Ultimately, Junction provides possibilities for young Jewish adults to approach their Jewish identifies as something infused with the rest of their lives, as something that can add to and enrich every element of their lives.
And why do you think are connectedness and the connection to the pan-European Jewry important?
Lela: Firstly, many European communities may not have the critical mass needed to share new and innovative ideas with each other. Taking part in pan-European activities allows young people to dream and think bigger, to feel more connected, and to enhance their creativity – all of which they can take back with them to their local communities. It also allows them to learn about their common and diverse challenges, leading them to work together on innovative solutions.
Put simply, we are stronger as a people and as a diaspora when we get to know each other, collaborate, and feel connected.
This connection is also much easier to nurture today – travel and communication is much easier to access, fostering meaningful relationships as a result.
Along those lines, fostering ‘global Jewish life, relevant for the present and future’ are stated as part of the vision. What would you say is relevant for Jewish life of today and tomorrow?
Lela: We live in a society in which today’s news is already in the past. Relevant Jewish life should be aware of and grapple with that reality.

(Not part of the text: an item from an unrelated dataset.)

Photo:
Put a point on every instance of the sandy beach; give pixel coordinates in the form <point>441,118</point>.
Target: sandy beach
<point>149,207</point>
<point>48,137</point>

The ability to transform and adapt to rapidly changing circumstances, to modernity, is essential for fostering Jewish life that is meaningful for individuals living in that modern society. The ability of individuals to organize themselves in communities that reflect their image and their preferences is also important in order to stay relevant and endure.
What are some of the main challenges that you see facing the JCs in Europe and young European Jews?
Lela: On the one hand, we live in one of the most exciting moments in history. We have so much access to technology, movement, and information, that fostering connections is easier than ever. However, we also live in uncertain and scary times, both here in Europe and all over the world. No one can predict the future, and it can be hard to innovate and to dare to dream under those circumstances. There is also a lack of trust in establishments for youth to be able to lead that innovation.
How do you envision the future of JCs, what is your ideal JC(C) of tomorrow?
Lela: Throughout its history, Judaism has demonstrated its lasting ability to transform and adapt into the modern situations in which we find ourselves, even when those transformations have involved difficult or radical decisions.
I believe the future of Jewish communities lie in their willingness to move beyond tolerance, and actually embrace, honor, and respect each other and our differences.I believe in Jewish communities that hear and incorporate the voices of all its diverse members.
And finally, what does does it mean to be Jewish, in Europe, today?
Lela: To be Jewish today in general, not just in Europe, means to have doubts, but to turn those doubts into questions that we can in turn answer together. That means having patience, understanding and digging deeper into our own values, thinking about larger society, questioning what we as Jews give to humanity, as well as what we contribute to Jewish life so that it prospers and grows.
It’s about not being naïve about the challenges we face, but rather embracing those challenges, questions and doubts, and putting ourselves in the position to respond to them together, and in a positive way.